Re: [RFC] e1000e: Relax condition to trigger reset for ME workaround

From: Alexander Duyck
Date: Thu May 14 2020 - 10:57:46 EST


On Mon, May 11, 2020 at 9:45 PM Punit Agrawal
<punit1.agrawal@xxxxxxxxxxxxx> wrote:
>
> It's an error if the value of the RX/TX tail descriptor does not match
> what was written. The error condition is true regardless the duration
> of the interference from ME. But the code only performs the reset if
> E1000_ICH_FWSM_PCIM2PCI_COUNT (2000) iterations of 50us delay have
> transpired. The extra condition can lead to inconsistency between the
> state of hardware as expected by the driver.
>
> Fix this by dropping the check for number of delay iterations.
>
> Signed-off-by: Punit Agrawal <punit1.agrawal@xxxxxxxxxxxxx>
> Cc: Jeff Kirsher <jeffrey.t.kirsher@xxxxxxxxx>
> Cc: "David S. Miller" <davem@xxxxxxxxxxxxx>
> Cc: intel-wired-lan@xxxxxxxxxxxxxxxx
> Cc: netdev@xxxxxxxxxxxxxxx
> Cc: linux-kernel@xxxxxxxxxxxxxxx
> ---
> Hi,
>
> The issue was noticed through code inspection while backporting the
> workaround for TDT corruption. Sending it out as an RFC as I am not
> familiar with the hardware internals of the e1000e.
>
> Another unresolved question is the inherent racy nature of the
> workaround - the ME could block access again after releasing the
> device (i.e., BIT(E1000_ICH_FWSM_PCIM2PCI) clear) but before the
> driver performs the write. Has this not been a problem?
>
> Any feedback on the patch or the more information on the issues
> appreciated.
>
> Thanks,
> Punit
>
> drivers/net/ethernet/intel/e1000e/netdev.c | 8 ++++----
> 1 file changed, 4 insertions(+), 4 deletions(-)
>
> diff --git a/drivers/net/ethernet/intel/e1000e/netdev.c b/drivers/net/ethernet/intel/e1000e/netdev.c
> index 177c6da80c57..5ed4d7ed35b3 100644
> --- a/drivers/net/ethernet/intel/e1000e/netdev.c
> +++ b/drivers/net/ethernet/intel/e1000e/netdev.c
> @@ -607,11 +607,11 @@ static void e1000e_update_rdt_wa(struct e1000_ring *rx_ring, unsigned int i)
> {
> struct e1000_adapter *adapter = rx_ring->adapter;
> struct e1000_hw *hw = &adapter->hw;
> - s32 ret_val = __ew32_prepare(hw);
>
> + __ew32_prepare(hw);
> writel(i, rx_ring->tail);
>
> - if (unlikely(!ret_val && (i != readl(rx_ring->tail)))) {
> + if (unlikely(i != readl(rx_ring->tail))) {
> u32 rctl = er32(RCTL);
>
> ew32(RCTL, rctl & ~E1000_RCTL_EN);
> @@ -624,11 +624,11 @@ static void e1000e_update_tdt_wa(struct e1000_ring *tx_ring, unsigned int i)
> {
> struct e1000_adapter *adapter = tx_ring->adapter;
> struct e1000_hw *hw = &adapter->hw;
> - s32 ret_val = __ew32_prepare(hw);
>
> + __ew32_prepare(hw);
> writel(i, tx_ring->tail);
>
> - if (unlikely(!ret_val && (i != readl(tx_ring->tail)))) {
> + if (unlikely(i != readl(tx_ring->tail))) {
> u32 tctl = er32(TCTL);
>
> ew32(TCTL, tctl & ~E1000_TCTL_EN);

You are eliminating the timeout check in favor of just verifying if
the write succeeded or not. Seems pretty straight forward to me.

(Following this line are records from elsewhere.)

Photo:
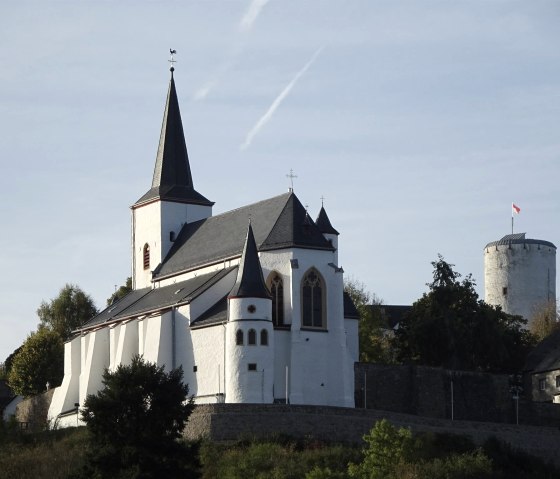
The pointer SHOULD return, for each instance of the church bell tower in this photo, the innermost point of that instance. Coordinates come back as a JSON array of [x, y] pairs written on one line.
[[170, 203]]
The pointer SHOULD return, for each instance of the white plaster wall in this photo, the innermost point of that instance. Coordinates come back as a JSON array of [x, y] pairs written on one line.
[[282, 359], [68, 393], [152, 224], [208, 382], [242, 385], [352, 340], [527, 271], [123, 344], [94, 360], [10, 409], [321, 363], [156, 340]]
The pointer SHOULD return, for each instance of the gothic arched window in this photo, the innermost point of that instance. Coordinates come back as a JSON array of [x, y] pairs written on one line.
[[313, 300], [252, 337], [146, 256], [276, 286]]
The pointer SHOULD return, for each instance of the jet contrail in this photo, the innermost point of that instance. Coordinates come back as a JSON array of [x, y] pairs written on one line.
[[251, 14], [263, 120]]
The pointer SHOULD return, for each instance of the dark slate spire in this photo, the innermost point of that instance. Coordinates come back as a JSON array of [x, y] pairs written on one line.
[[324, 224], [172, 179], [250, 281]]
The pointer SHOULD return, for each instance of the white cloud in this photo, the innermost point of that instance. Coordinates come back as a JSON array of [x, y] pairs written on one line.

One other change you may consider making would be to drop the return
value from __ew32_prepare since it doesn't appear to be used anywhere,
make the function static, and maybe get rid of the prototype in
e1000.h.

Reviewed-by: Alexander Duyck <alexander.h.duyck@xxxxxxxxxxxxxxx>